肌寒い五月のおとずれは、いまの暗い世界にピッタリすぎるとしても、よろこばしくはありません。何もしないで、ただ生きていることが快適な日というものはほとんど失われたといっていいほど少なくなったと思います。生きものとしての人間が快適に過ごせる域は案外せまいものなのかもしれません。
「水牛のように」を2022年5月1日号に更新しました。
いまさらながらのお知らせですが、「水牛のように」のはじめはその月の目次になっています。目次にはタイトルと著者の名前があります。タイトルをクリックすると、その本文が表示されます。著者の名前をクリックすると、その人がこれまで水牛に書いたアーカイヴが表示されます。活用してください。

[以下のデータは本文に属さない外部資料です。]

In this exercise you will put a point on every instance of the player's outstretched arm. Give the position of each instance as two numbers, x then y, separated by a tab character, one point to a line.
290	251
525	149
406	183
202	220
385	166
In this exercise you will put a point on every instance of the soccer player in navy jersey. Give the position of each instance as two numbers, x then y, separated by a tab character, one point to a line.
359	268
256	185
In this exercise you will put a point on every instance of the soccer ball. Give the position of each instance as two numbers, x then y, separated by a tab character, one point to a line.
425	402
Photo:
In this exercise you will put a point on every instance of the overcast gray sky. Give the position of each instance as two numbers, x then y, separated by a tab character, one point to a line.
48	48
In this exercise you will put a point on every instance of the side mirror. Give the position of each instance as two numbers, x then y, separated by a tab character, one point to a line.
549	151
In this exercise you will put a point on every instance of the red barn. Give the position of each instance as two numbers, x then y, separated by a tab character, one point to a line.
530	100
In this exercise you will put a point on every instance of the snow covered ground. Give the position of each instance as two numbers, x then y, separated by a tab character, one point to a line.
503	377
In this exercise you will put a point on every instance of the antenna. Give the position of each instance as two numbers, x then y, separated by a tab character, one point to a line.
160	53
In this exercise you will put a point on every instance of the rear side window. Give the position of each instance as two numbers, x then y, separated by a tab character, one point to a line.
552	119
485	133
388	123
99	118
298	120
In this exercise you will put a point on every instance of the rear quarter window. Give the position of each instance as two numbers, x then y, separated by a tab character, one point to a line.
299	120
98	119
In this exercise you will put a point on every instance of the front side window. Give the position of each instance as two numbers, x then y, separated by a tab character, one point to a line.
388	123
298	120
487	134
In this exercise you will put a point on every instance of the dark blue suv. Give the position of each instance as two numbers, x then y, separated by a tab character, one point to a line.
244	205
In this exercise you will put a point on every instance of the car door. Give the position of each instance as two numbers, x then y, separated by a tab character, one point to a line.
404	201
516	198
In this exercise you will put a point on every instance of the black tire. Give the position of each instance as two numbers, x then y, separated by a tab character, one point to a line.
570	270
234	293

先月は水牛のことをすっかり忘れていたというアサノさんもアサノさんなら、忙しいのだろうと思って、催促をしなかった私も私です。今月取り上げられているファン・ジョンウン『年年歳歳』はアサノさんが書いているように、ほんとうにすごい小説で、読みだしたら読み終えるまでやめられなくなります。人の名前はすべて姓と名のフルネームで書かれていて、そのせいもあり、たとえば母と娘の超個人的な関係であっても、外に向かって否応なく滲み出ていきます。小説の新しい力を感じました。